Premier Prélude en do majeur (de L’Art de toucher le clavecin)
La Ménetou, Le Dodo ou l’amour au berceau, La Ténébreuse, La Favorite (luth et clavecin)
Jean-Henry D’Anglebert (1629-1691)
Prélude (de la Suite en ré mineur, clavecin)
Sarabande Grave (luth et clavecin)
Antoine Forqueray (père, 1672-1745)
Jean-Baptiste Antoine Forqueray (fils, 1699-1745)
La Portugaise
La Sylva
Jupiter
(Luth et clavecin)
Au début de l’époque baroque, les compositeurs français de musique instrumentale soliste vont créer un langage qui inspirera bon nombre de compositeurs du reste de l’Europe. Au 17ème siècle, le luth trouve sa terre d’élection en France : si les premiers livres de pièces de luth contiennent avant tout des transcriptions d’œuvres vocales, les recueils plus tardifs proposent un répertoire totalement instrumental. Des luthistes virtuoses tels que Denis Gaultier vont considérablement développer le langage propre au luth : écriture polyphonique libre, ornements complexes et style brisé (l’arpège).

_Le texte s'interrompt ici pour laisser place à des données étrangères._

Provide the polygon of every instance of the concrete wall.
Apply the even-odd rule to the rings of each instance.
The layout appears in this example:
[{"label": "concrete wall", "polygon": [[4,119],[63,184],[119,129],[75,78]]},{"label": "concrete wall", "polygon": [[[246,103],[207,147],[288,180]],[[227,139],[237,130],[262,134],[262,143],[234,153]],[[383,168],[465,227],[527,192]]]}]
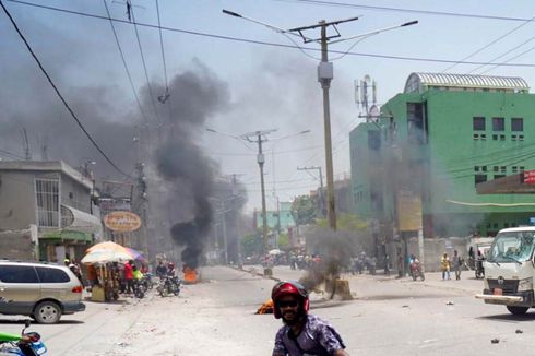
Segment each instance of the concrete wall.
[{"label": "concrete wall", "polygon": [[37,260],[29,229],[0,232],[0,259]]},{"label": "concrete wall", "polygon": [[67,175],[61,175],[61,203],[78,209],[84,213],[91,212],[91,192]]},{"label": "concrete wall", "polygon": [[36,224],[35,205],[34,173],[0,173],[0,232]]}]

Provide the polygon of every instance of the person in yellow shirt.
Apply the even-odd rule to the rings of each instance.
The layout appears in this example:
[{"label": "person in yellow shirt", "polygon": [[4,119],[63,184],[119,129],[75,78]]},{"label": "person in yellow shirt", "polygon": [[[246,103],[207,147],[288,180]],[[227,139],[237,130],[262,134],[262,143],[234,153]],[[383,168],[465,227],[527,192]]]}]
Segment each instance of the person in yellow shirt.
[{"label": "person in yellow shirt", "polygon": [[450,280],[450,258],[445,252],[440,259],[440,269],[442,270],[442,281],[445,280],[445,276]]}]

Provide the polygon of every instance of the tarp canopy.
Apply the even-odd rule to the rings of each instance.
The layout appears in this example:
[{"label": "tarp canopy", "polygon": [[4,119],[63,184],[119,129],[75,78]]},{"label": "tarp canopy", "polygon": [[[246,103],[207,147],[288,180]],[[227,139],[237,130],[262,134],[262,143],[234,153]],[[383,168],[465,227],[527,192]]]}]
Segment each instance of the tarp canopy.
[{"label": "tarp canopy", "polygon": [[103,224],[98,217],[66,204],[61,204],[61,227],[87,234],[100,235],[103,232]]}]

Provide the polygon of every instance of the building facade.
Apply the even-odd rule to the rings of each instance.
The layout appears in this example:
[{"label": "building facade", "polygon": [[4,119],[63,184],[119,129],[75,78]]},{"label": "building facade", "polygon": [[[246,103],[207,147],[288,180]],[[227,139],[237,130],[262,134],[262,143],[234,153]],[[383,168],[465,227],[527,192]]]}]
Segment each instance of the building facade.
[{"label": "building facade", "polygon": [[350,132],[356,213],[385,237],[494,236],[535,216],[530,195],[476,185],[535,168],[535,95],[520,78],[412,73]]},{"label": "building facade", "polygon": [[15,236],[10,242],[0,234],[2,247],[24,242],[26,249],[24,253],[12,246],[2,257],[80,260],[88,245],[100,238],[93,181],[66,163],[0,162],[0,233]]}]

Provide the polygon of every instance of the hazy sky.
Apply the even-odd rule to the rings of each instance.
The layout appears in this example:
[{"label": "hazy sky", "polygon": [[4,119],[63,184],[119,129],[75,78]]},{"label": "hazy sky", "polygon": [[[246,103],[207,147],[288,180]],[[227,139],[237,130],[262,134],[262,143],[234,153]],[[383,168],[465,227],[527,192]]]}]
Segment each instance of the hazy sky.
[{"label": "hazy sky", "polygon": [[[8,0],[2,2],[90,132],[103,147],[109,150],[110,156],[123,170],[131,171],[135,151],[132,141],[135,134],[134,126],[143,119],[126,75],[109,21]],[[106,16],[103,0],[28,2]],[[107,0],[106,3],[112,17],[128,20],[126,2]],[[257,147],[229,135],[239,137],[250,131],[277,129],[270,134],[270,139],[277,139],[311,130],[308,134],[273,140],[264,144],[269,207],[273,207],[276,201],[273,199],[273,188],[282,201],[287,201],[296,194],[307,193],[319,185],[316,173],[311,173],[311,176],[305,171],[297,171],[296,167],[324,167],[322,96],[316,72],[318,60],[310,58],[319,57],[320,54],[310,50],[305,50],[304,54],[296,48],[242,41],[241,39],[246,39],[295,46],[282,34],[225,15],[222,9],[239,12],[281,28],[311,25],[323,19],[332,21],[361,16],[358,21],[337,27],[342,38],[412,20],[419,21],[415,26],[369,37],[356,44],[350,54],[334,61],[334,81],[331,90],[334,173],[336,177],[343,177],[349,171],[348,133],[361,121],[354,98],[354,81],[369,74],[377,81],[378,99],[383,103],[403,91],[405,80],[412,72],[441,72],[451,66],[364,55],[462,60],[496,41],[466,60],[489,62],[503,55],[496,61],[531,67],[499,67],[487,74],[522,76],[528,84],[535,83],[535,51],[532,51],[535,48],[535,40],[532,40],[535,38],[534,24],[530,21],[535,14],[535,3],[514,1],[514,7],[506,1],[487,0],[484,7],[482,3],[476,0],[159,0],[158,5],[162,26],[177,29],[163,31],[168,82],[170,83],[176,75],[201,71],[209,73],[203,75],[216,81],[225,92],[224,103],[217,106],[218,109],[206,110],[210,111],[206,114],[209,117],[195,129],[194,141],[206,155],[219,164],[223,175],[240,175],[239,179],[248,189],[247,206],[252,210],[260,206]],[[132,0],[132,4],[136,22],[157,25],[156,1]],[[366,8],[368,5],[416,9],[420,12]],[[424,13],[426,11],[509,19]],[[165,75],[159,33],[156,28],[145,26],[138,26],[138,29],[153,97],[162,95]],[[131,23],[116,23],[116,31],[143,111],[148,122],[155,126],[158,121],[150,99],[134,26]],[[193,35],[181,31],[226,38]],[[38,71],[3,12],[0,12],[0,150],[22,155],[20,132],[25,127],[31,137],[34,156],[39,156],[39,147],[46,143],[52,158],[67,159],[76,166],[85,159],[82,155],[90,155],[97,162],[97,166],[102,167],[103,174],[110,174],[112,170],[91,149],[90,142],[66,114],[64,107]],[[319,29],[308,32],[307,35],[318,37]],[[501,36],[504,37],[497,40]],[[294,40],[299,46],[318,48],[314,44],[304,45],[297,38]],[[348,40],[330,48],[346,51],[354,44],[355,40]],[[518,48],[514,49],[515,47]],[[521,54],[523,55],[512,59]],[[340,54],[333,52],[330,57],[336,58]],[[478,67],[459,64],[448,72],[468,73]],[[490,68],[487,66],[474,73]],[[187,90],[178,93],[171,91],[169,94],[169,100],[175,103],[204,105],[202,100],[189,97]],[[155,100],[155,106],[162,116],[165,105]],[[227,135],[214,134],[204,128]],[[143,144],[155,146],[158,144],[157,138],[153,135]]]}]

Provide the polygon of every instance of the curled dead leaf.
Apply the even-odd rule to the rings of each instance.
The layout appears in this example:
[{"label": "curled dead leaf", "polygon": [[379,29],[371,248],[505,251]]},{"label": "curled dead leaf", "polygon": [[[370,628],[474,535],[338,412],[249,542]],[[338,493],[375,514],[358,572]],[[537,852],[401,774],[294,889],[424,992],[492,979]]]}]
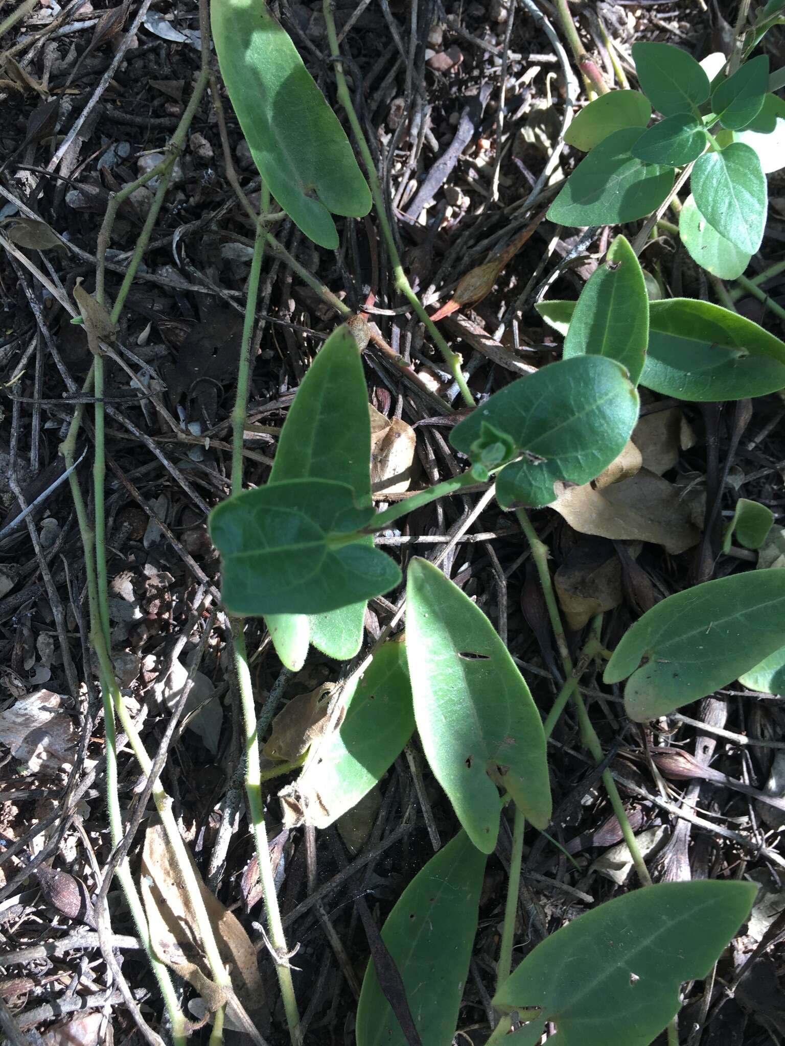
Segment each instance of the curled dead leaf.
[{"label": "curled dead leaf", "polygon": [[551,507],[579,533],[650,541],[672,555],[692,548],[700,538],[691,507],[676,486],[648,469],[602,491],[590,483],[568,488],[557,483],[556,490]]},{"label": "curled dead leaf", "polygon": [[414,474],[417,435],[400,417],[371,411],[371,490],[374,494],[403,494]]},{"label": "curled dead leaf", "polygon": [[237,917],[204,885],[193,859],[190,863],[221,958],[231,978],[233,996],[227,998],[228,993],[210,977],[194,910],[180,881],[166,835],[159,824],[151,825],[145,832],[141,859],[141,895],[153,950],[161,962],[196,988],[210,1013],[225,1003],[232,1021],[247,1028],[247,1015],[253,1015],[262,1005],[256,951]]}]

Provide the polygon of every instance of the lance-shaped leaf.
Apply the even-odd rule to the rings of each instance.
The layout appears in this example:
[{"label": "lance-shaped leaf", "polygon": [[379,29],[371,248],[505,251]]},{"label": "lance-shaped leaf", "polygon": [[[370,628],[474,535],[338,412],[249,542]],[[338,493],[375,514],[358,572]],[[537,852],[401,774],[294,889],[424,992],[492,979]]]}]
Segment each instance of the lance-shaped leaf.
[{"label": "lance-shaped leaf", "polygon": [[640,91],[608,91],[578,113],[564,133],[564,141],[588,153],[614,131],[645,128],[650,117],[651,105]]},{"label": "lance-shaped leaf", "polygon": [[637,410],[637,392],[619,363],[579,356],[495,392],[455,426],[450,442],[478,460],[484,425],[503,433],[521,457],[497,476],[499,504],[550,505],[555,482],[587,483],[621,454]]},{"label": "lance-shaped leaf", "polygon": [[721,236],[700,213],[692,195],[678,217],[678,233],[690,257],[720,279],[736,279],[749,265],[752,254]]},{"label": "lance-shaped leaf", "polygon": [[406,651],[423,750],[475,846],[491,854],[493,774],[534,825],[551,818],[545,734],[523,677],[483,611],[427,560],[406,584]]},{"label": "lance-shaped leaf", "polygon": [[[461,832],[422,868],[382,928],[423,1046],[450,1046],[477,932],[486,855]],[[407,1046],[376,964],[357,1006],[357,1046]]]},{"label": "lance-shaped leaf", "polygon": [[[575,305],[541,301],[537,311],[564,334]],[[766,395],[785,388],[785,343],[710,301],[652,301],[641,384],[661,395],[700,403]]]},{"label": "lance-shaped leaf", "polygon": [[698,63],[672,44],[633,44],[641,89],[663,116],[694,113],[709,97],[709,77]]},{"label": "lance-shaped leaf", "polygon": [[222,501],[209,517],[221,552],[226,609],[240,616],[337,610],[388,592],[401,571],[388,555],[351,540],[372,507],[345,483],[268,483]]},{"label": "lance-shaped leaf", "polygon": [[773,521],[775,514],[767,505],[739,498],[733,519],[725,529],[723,551],[727,552],[734,541],[738,541],[744,548],[760,548],[768,537]]},{"label": "lance-shaped leaf", "polygon": [[721,236],[755,254],[766,227],[768,191],[758,154],[734,141],[695,161],[690,181],[695,203]]},{"label": "lance-shaped leaf", "polygon": [[211,0],[221,75],[262,178],[307,236],[333,250],[330,215],[361,218],[371,191],[289,35],[263,0]]},{"label": "lance-shaped leaf", "polygon": [[785,634],[785,570],[750,570],[663,599],[627,630],[605,682],[627,679],[636,723],[666,715],[773,654]]},{"label": "lance-shaped leaf", "polygon": [[[302,379],[278,437],[270,482],[339,479],[358,505],[371,502],[371,420],[360,350],[349,326],[328,338]],[[374,539],[365,543],[373,546]],[[309,639],[328,657],[346,660],[362,642],[365,602],[308,618],[267,620],[278,657],[302,667]]]},{"label": "lance-shaped leaf", "polygon": [[741,131],[763,108],[767,88],[768,54],[759,54],[714,89],[712,112],[723,128]]},{"label": "lance-shaped leaf", "polygon": [[414,730],[403,642],[387,642],[354,682],[340,726],[322,737],[285,794],[298,821],[326,828],[389,770]]},{"label": "lance-shaped leaf", "polygon": [[624,236],[616,236],[605,263],[589,276],[578,299],[564,359],[607,356],[637,384],[649,341],[649,296],[641,264]]},{"label": "lance-shaped leaf", "polygon": [[608,135],[583,160],[548,208],[559,225],[623,225],[650,214],[673,186],[673,168],[644,163],[630,152],[644,133]]},{"label": "lance-shaped leaf", "polygon": [[538,1007],[540,1030],[553,1021],[559,1046],[648,1046],[678,1011],[681,983],[709,974],[756,890],[660,883],[608,901],[541,941],[494,1004]]}]

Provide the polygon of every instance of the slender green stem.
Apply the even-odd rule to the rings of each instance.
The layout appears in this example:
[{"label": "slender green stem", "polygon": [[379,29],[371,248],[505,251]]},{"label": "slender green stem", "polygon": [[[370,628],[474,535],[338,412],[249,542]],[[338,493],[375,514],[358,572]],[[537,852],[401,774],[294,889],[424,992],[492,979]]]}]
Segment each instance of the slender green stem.
[{"label": "slender green stem", "polygon": [[471,470],[469,470],[468,472],[462,473],[459,476],[453,476],[452,479],[446,479],[442,483],[436,483],[434,486],[429,486],[425,491],[420,491],[418,494],[413,494],[410,498],[404,498],[403,501],[396,502],[396,504],[390,505],[389,508],[385,508],[383,513],[377,513],[371,523],[368,523],[368,525],[363,527],[361,530],[358,530],[356,535],[353,535],[351,540],[356,541],[357,535],[376,533],[378,530],[384,530],[390,523],[394,523],[402,516],[413,513],[416,508],[422,508],[423,505],[430,504],[431,501],[435,501],[438,498],[444,498],[449,494],[454,494],[456,491],[461,491],[465,486],[473,486],[476,482],[476,478],[472,475]]},{"label": "slender green stem", "polygon": [[292,971],[288,965],[289,955],[286,946],[284,924],[278,908],[278,897],[275,892],[272,864],[270,862],[270,845],[265,825],[265,811],[262,801],[262,783],[259,758],[259,737],[256,736],[256,710],[253,704],[253,684],[248,668],[248,655],[245,646],[245,634],[241,621],[232,622],[234,664],[238,673],[238,688],[243,707],[245,724],[245,791],[248,799],[248,818],[256,844],[256,860],[262,885],[262,894],[267,913],[267,927],[270,943],[275,952],[275,970],[278,975],[278,985],[284,1000],[289,1036],[292,1046],[300,1046],[302,1037],[299,1031],[299,1013],[292,983]]},{"label": "slender green stem", "polygon": [[[335,19],[333,17],[333,0],[323,0],[323,12],[324,21],[327,23],[328,41],[330,43],[330,53],[334,59],[340,59],[340,48],[338,46],[338,35],[335,30]],[[408,277],[403,270],[403,265],[401,264],[401,256],[398,253],[398,248],[396,246],[396,240],[392,235],[392,229],[389,224],[389,219],[387,218],[387,210],[384,206],[384,194],[382,192],[382,185],[379,181],[379,175],[377,174],[376,164],[374,163],[374,158],[371,155],[371,149],[368,147],[365,134],[360,124],[360,120],[355,111],[354,103],[352,101],[352,95],[349,91],[349,86],[346,84],[346,77],[343,72],[343,65],[340,61],[335,63],[335,79],[338,89],[338,98],[340,104],[346,111],[346,116],[349,122],[352,126],[352,131],[354,132],[355,139],[357,141],[357,147],[360,151],[360,156],[362,156],[362,162],[365,165],[365,172],[368,176],[368,183],[371,185],[371,195],[374,198],[374,206],[376,207],[377,217],[379,219],[379,225],[382,230],[382,235],[384,236],[384,243],[387,248],[387,253],[389,254],[390,265],[392,267],[392,273],[395,277],[396,290],[398,290],[403,296],[408,300],[411,308],[414,310],[417,315],[425,324],[428,333],[430,334],[433,341],[439,346],[439,350],[447,363],[450,369],[450,373],[457,383],[461,389],[461,394],[466,401],[467,406],[474,406],[474,399],[469,391],[469,386],[466,383],[466,378],[461,369],[462,360],[461,357],[453,353],[450,346],[445,341],[444,337],[440,333],[436,324],[428,316],[425,308],[418,298],[417,294],[409,283]]]},{"label": "slender green stem", "polygon": [[[269,190],[265,188],[262,194],[263,211],[267,210],[269,202],[270,194]],[[240,494],[243,490],[243,436],[245,433],[248,388],[250,385],[250,348],[253,338],[256,296],[259,294],[262,262],[265,253],[265,244],[269,242],[269,238],[271,237],[269,237],[265,231],[264,221],[257,220],[256,235],[253,242],[251,271],[248,277],[248,288],[246,292],[243,340],[238,367],[238,390],[234,399],[234,408],[231,414],[232,494]],[[256,861],[259,863],[262,895],[265,911],[267,913],[267,926],[269,930],[270,943],[272,945],[275,953],[275,971],[278,977],[281,995],[284,1000],[284,1010],[286,1013],[287,1024],[289,1025],[289,1036],[292,1041],[292,1046],[299,1046],[301,1042],[299,1031],[299,1011],[297,1009],[297,999],[294,994],[294,984],[292,983],[292,972],[288,964],[286,935],[284,933],[284,924],[281,918],[278,897],[275,891],[275,880],[273,878],[272,864],[270,861],[270,845],[267,839],[265,810],[262,799],[262,772],[259,757],[259,737],[256,736],[256,710],[253,702],[253,684],[251,682],[251,674],[248,668],[248,654],[246,651],[245,633],[243,629],[244,624],[242,621],[232,621],[232,654],[234,658],[234,668],[237,672],[238,689],[240,691],[240,704],[243,710],[243,726],[245,728],[245,793],[248,802],[248,820],[251,823],[253,840],[256,846]],[[281,772],[279,768],[276,767],[274,769]]]},{"label": "slender green stem", "polygon": [[[557,646],[559,647],[562,664],[564,666],[565,678],[568,681],[569,677],[574,674],[573,659],[570,658],[569,651],[567,649],[566,636],[561,622],[561,614],[559,613],[559,607],[556,602],[556,594],[554,592],[553,582],[551,581],[551,571],[547,567],[547,548],[537,537],[537,532],[532,526],[532,521],[529,519],[525,509],[519,508],[516,515],[520,522],[521,529],[523,530],[532,549],[532,559],[534,560],[535,567],[537,568],[540,585],[545,597],[545,606],[547,607],[548,616],[551,618],[551,628],[556,636]],[[600,744],[600,738],[597,736],[597,732],[591,725],[588,713],[586,712],[583,697],[577,687],[574,689],[571,697],[578,711],[578,720],[581,726],[581,736],[583,743],[591,753],[592,758],[597,763],[602,763],[602,745]],[[627,811],[624,809],[622,797],[619,794],[619,789],[616,788],[616,783],[613,780],[610,770],[606,770],[603,773],[602,780],[605,786],[605,790],[608,793],[610,804],[613,808],[613,813],[615,814],[622,828],[624,841],[629,847],[638,879],[644,886],[651,886],[651,876],[649,874],[649,869],[646,867],[646,863],[641,855],[635,834],[632,831],[632,825],[627,817]]]}]

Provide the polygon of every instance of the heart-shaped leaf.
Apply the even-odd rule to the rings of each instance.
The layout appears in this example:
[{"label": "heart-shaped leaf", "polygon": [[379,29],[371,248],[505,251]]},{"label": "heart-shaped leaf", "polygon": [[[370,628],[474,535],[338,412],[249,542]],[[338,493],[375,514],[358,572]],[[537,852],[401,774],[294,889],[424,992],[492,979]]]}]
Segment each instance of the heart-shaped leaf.
[{"label": "heart-shaped leaf", "polygon": [[[555,329],[569,328],[574,301],[541,301]],[[641,384],[663,395],[706,403],[785,388],[785,344],[752,320],[710,301],[649,303],[649,349]]]},{"label": "heart-shaped leaf", "polygon": [[768,194],[758,154],[741,141],[695,161],[690,183],[701,214],[739,250],[755,254],[766,227]]},{"label": "heart-shaped leaf", "polygon": [[644,131],[632,146],[632,155],[647,163],[680,166],[697,160],[706,141],[703,124],[696,116],[675,113]]},{"label": "heart-shaped leaf", "polygon": [[263,0],[211,0],[210,22],[221,75],[262,178],[307,236],[336,250],[330,212],[361,218],[371,210],[343,128]]},{"label": "heart-shaped leaf", "polygon": [[745,62],[712,94],[712,110],[723,128],[742,131],[763,108],[768,89],[768,54]]},{"label": "heart-shaped leaf", "polygon": [[494,1004],[539,1008],[538,1027],[553,1021],[559,1046],[648,1046],[678,1011],[681,983],[709,974],[756,891],[705,880],[608,901],[537,945]]},{"label": "heart-shaped leaf", "polygon": [[[414,876],[382,928],[423,1046],[450,1046],[455,1034],[486,860],[461,832]],[[357,1046],[407,1046],[373,959],[362,981],[356,1037]]]},{"label": "heart-shaped leaf", "polygon": [[722,550],[727,552],[734,541],[744,548],[760,548],[768,537],[775,514],[767,505],[739,498],[733,519],[725,528]]},{"label": "heart-shaped leaf", "polygon": [[423,750],[474,845],[496,846],[500,800],[489,772],[546,827],[545,734],[529,687],[483,611],[427,560],[408,569],[406,651]]},{"label": "heart-shaped leaf", "polygon": [[327,828],[356,805],[395,763],[414,730],[402,642],[387,642],[354,683],[340,726],[322,737],[287,799],[306,824]]},{"label": "heart-shaped leaf", "polygon": [[649,296],[643,270],[624,236],[608,248],[581,291],[567,337],[564,359],[607,356],[627,368],[637,384],[649,341]]},{"label": "heart-shaped leaf", "polygon": [[[713,693],[782,645],[785,570],[732,574],[663,599],[627,630],[605,682],[636,723]],[[640,666],[640,667],[638,667]]]},{"label": "heart-shaped leaf", "polygon": [[700,213],[692,195],[678,217],[678,232],[690,257],[720,279],[736,279],[749,265],[752,254],[721,236]]},{"label": "heart-shaped leaf", "polygon": [[337,610],[388,592],[401,571],[388,555],[350,536],[374,509],[345,483],[268,483],[217,505],[210,536],[223,559],[226,609],[240,616]]},{"label": "heart-shaped leaf", "polygon": [[785,167],[785,101],[767,94],[753,122],[734,132],[734,140],[755,150],[764,175]]},{"label": "heart-shaped leaf", "polygon": [[495,392],[450,434],[474,460],[483,426],[513,442],[520,460],[496,478],[499,504],[539,507],[555,501],[557,481],[587,483],[623,450],[637,420],[637,392],[624,368],[601,356],[542,367]]},{"label": "heart-shaped leaf", "polygon": [[[358,505],[371,502],[371,420],[360,350],[349,326],[331,334],[302,379],[278,437],[270,482],[340,479]],[[368,547],[374,539],[365,539]],[[328,657],[346,660],[362,642],[365,602],[308,618],[266,620],[284,664],[298,672],[309,640]]]},{"label": "heart-shaped leaf", "polygon": [[709,77],[680,47],[633,44],[632,60],[641,89],[663,116],[694,114],[709,97]]},{"label": "heart-shaped leaf", "polygon": [[643,133],[642,128],[614,131],[592,149],[551,204],[548,219],[559,225],[622,225],[656,210],[673,187],[673,170],[632,155]]},{"label": "heart-shaped leaf", "polygon": [[568,145],[588,153],[614,131],[645,128],[651,106],[640,91],[609,91],[582,109],[564,133]]}]

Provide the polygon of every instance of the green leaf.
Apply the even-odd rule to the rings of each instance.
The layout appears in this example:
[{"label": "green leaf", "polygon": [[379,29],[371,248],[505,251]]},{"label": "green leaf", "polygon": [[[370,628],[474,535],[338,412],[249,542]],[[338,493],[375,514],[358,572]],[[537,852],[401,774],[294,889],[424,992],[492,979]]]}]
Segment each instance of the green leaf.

Peu à peu, la guitare se retrouve sur le devant de la scène (en témoignent les peintures de Watteau, où courtisans et bergers préfèrent la guitare au luth). Un musicien va susciter l’engouement de la cour pour cet instrument, certes moins noble, mais néanmoins plus simple sur le plan technique : il s’agit de Robert de Visée, compositeur, multi-instrumentiste et professeur de guitare du roy. Souvent requis pour instruire ou divertir quelquefois Monseigneur le Dauphin (le futur Louis XV), Robert de Visée se tient également au chevet du monarque, le soir, pour lui jouer de la guitare. L’œuvre que nous entendrons ici est la Suite en ré mineur : il s’agit d’une suite de danses où sont explorés les contrastes entre chacun des mouvements avec un principe unificateur, la tonalité unique. À cette époque, la danse domine la musique française. Pour le musicien, la connoissance de l’art de la danse est d’un grand secours pour mieux connoître le vray mouvement de chaque pièce et conserver le mouvement de la mesure. Robert de Visée prendra souvent part aux fastueuses soirées de Mme de Maintenon, où il aura pour partenaires notamment Couperin, Rebel et Forqueray.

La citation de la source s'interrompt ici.